My dad was the deputy head at school, so he had the key to the school. While my mates were playing football, I stole the key and broke into school to use the music room. I joined up the tape decks to create an eight-track and used a shitty piano and crap guitar to learn how to write at the age of 15. This went on for months until the janitor grassed me up. I’d struck up a relationship with him, thinking he was on my side. So, dad takes me to one side and all he says is, "Why didn’t you just ask?" I had always kept the making of music to myself. Recently, Elizabeth Alker played a song from Solan Goose on Radio 3 and I knew my folks would be listening.
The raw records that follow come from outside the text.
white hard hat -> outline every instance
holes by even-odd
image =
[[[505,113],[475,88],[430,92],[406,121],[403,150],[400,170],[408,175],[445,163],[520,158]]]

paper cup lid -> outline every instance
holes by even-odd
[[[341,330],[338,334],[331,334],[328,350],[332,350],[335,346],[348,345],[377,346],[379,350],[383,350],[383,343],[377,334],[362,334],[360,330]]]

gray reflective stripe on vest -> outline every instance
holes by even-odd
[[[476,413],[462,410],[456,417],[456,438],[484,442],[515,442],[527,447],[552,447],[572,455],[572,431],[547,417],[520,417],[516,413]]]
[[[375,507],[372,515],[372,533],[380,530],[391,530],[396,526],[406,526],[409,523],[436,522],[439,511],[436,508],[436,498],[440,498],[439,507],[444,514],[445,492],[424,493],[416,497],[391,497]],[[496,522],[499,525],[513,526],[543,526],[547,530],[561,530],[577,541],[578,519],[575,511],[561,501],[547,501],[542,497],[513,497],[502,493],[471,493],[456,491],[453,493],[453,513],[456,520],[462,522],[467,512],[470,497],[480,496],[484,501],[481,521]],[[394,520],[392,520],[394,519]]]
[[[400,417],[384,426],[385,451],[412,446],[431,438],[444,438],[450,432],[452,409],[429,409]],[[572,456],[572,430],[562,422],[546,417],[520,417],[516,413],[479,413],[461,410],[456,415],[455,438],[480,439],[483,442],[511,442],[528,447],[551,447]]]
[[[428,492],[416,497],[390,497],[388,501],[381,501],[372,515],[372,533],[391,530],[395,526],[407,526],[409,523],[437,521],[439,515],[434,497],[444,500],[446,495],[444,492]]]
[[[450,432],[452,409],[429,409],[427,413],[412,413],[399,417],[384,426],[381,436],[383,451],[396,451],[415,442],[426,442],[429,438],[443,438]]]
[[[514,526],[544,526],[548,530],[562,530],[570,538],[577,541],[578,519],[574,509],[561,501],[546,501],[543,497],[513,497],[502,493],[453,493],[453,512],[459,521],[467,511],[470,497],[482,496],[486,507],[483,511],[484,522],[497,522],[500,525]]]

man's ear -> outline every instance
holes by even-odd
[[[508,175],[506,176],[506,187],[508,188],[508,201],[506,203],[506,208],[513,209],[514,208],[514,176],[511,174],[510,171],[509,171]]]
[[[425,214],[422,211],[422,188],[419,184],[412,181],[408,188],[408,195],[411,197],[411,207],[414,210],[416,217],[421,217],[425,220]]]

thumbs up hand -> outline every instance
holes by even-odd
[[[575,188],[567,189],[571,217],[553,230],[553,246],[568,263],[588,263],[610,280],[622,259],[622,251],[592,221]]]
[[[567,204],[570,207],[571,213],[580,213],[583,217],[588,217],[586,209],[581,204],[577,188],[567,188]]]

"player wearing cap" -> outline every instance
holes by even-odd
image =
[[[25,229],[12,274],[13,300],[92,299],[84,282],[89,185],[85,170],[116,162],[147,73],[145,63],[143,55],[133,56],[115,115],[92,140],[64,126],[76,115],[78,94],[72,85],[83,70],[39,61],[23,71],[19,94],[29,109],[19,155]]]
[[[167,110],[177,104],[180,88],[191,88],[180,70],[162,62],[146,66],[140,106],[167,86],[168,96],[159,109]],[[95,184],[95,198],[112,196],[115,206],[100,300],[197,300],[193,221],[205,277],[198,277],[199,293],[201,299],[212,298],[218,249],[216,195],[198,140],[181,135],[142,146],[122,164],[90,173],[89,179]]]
It’s the first time they have ever said "very good, well done." That felt like a moment for this over-ambitious Orcadian – one single play on Radio 3.
And have you always had a love of birds?
EC: Yes. The one thing about birds is that they are as majestic to me as an adult, as they were when I was a child. I look at them in the same way and ask, "How is that thing flying?" Birds are found in every ecosystem in the world. The gannets of Orkney will go out to sea for years. It’s extraordinary and fascinating how they can survive and adapt. Also, my parents would never talk about feelings, but they’d talk and debate about politics or science or nature for hours. So, for me to be able to talk to my father, I would talk to him about birds. He would go for a walk around the Point of Ness and he’d have the maps out for where we might spot the Solan goose or where we might even see a Cattie-face. I think that was his way of communicating and sharing with his son.
So, there is a sense of the project reconnecting you to specific aspects of your childhood in Orkney.
EC: There is. There were periods between being 13 and 18 that were challenging, and when your siblings have fled the nest and you are left it can be really tough. I literally escaped from the island to study, and I feel like I have missed a lot of the teenage period of enjoying the island. I could have met George Mackay Brown. He could have been a mentor. Instead I was throwing stones at his door and running away like all the other little crappy kids. Now, I try and grab all that culture at every opportunity.
You’ve worked with a number of collaborators on this project, over different media. How did those collaborations – especially the with Alex [Kozobolis] as a visual artist – shape your vision for the project?
EC: I wanted to subvert expectations – people expect me to be the guy in the indie band. Collaborating for me, as I get older, is just the most joyous thing I can do in music. And collaborating doesn’t mean getting together in a room. It means being on your own, but knowing that at some point you will share something with another collaborator and you will see how they react to it. That really motivated me. While it’s a bit obvious to link music to visuals, Alex created an ambient, abstract and mysterious landscape. I want people who listen to be transported to that place immediately. I want them to get lost in the dialect and the Orcadian bird names. I want people to want to go to Orkney. One track ‘Moosiehaak’ features old recordings of Ann Marwick interviewing several people on the island. It was for a series called The Wye Hid Wis [The Way It Was] and explored the mythology and folklore or Orkney through people telling stories. That’s what Orkney does so well – it tells stories.